Detachment is being disconnected from you or the environment. It may take the shape of the habits listed above, which results in emotional and physical withdrawal from your work and other obligations both emotionally and physically. You may sometimes call in sick, avoid answering telephone calls or come in late daily.
Signs of apathy and lack of optimism
This is similar to depression and pessimism. Such feelings can become immobilizing as the symptoms intensify. And you may sometimes feel like, “what’s the point?”
Irritability also stems from feeling inadequate, unimportant, pointless, and an increasing perception that you can’t perform anything as well or efficiently as you once did. This will conflict with personal and professional partnerships in the early stages. At its worst, blocks and jobs, and important relationships can be ruined.
Chronic fatigue, given long hours, keeps you from becoming as successful as you once were, sometimes contributing to unfinished tasks and a rising to-do list. As much as you try, it often appears you can’t get out of the pit.
If you don’t have all of these issues, that’s excellent! But do keep in mind these warning signals, knowing that burnout is an evil phenomenon that creeps up on you as you live your busy life.
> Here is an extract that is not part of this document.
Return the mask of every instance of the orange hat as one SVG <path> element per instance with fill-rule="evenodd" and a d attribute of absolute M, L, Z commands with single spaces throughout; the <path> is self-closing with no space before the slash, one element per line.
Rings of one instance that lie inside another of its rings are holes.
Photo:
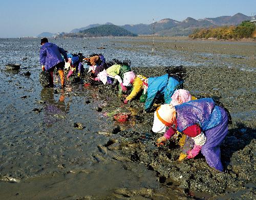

If you notice any of these signs, take it as a wake-up call that you may consider yourself on a risky road. Take some time to honestly assess the amount of stress in your life and find ways to reduce it before it’s too late. Leadership fatigue isn’t like the flu; after a couple of weeks, burnout won’t just get better; it won’t go anywhere until you make a couple of adjustments in your life. And as challenging as that might be, it’s the best thing to do because making a few improvements now will keep you in the fight with plenty of resources to carry you to the finish line!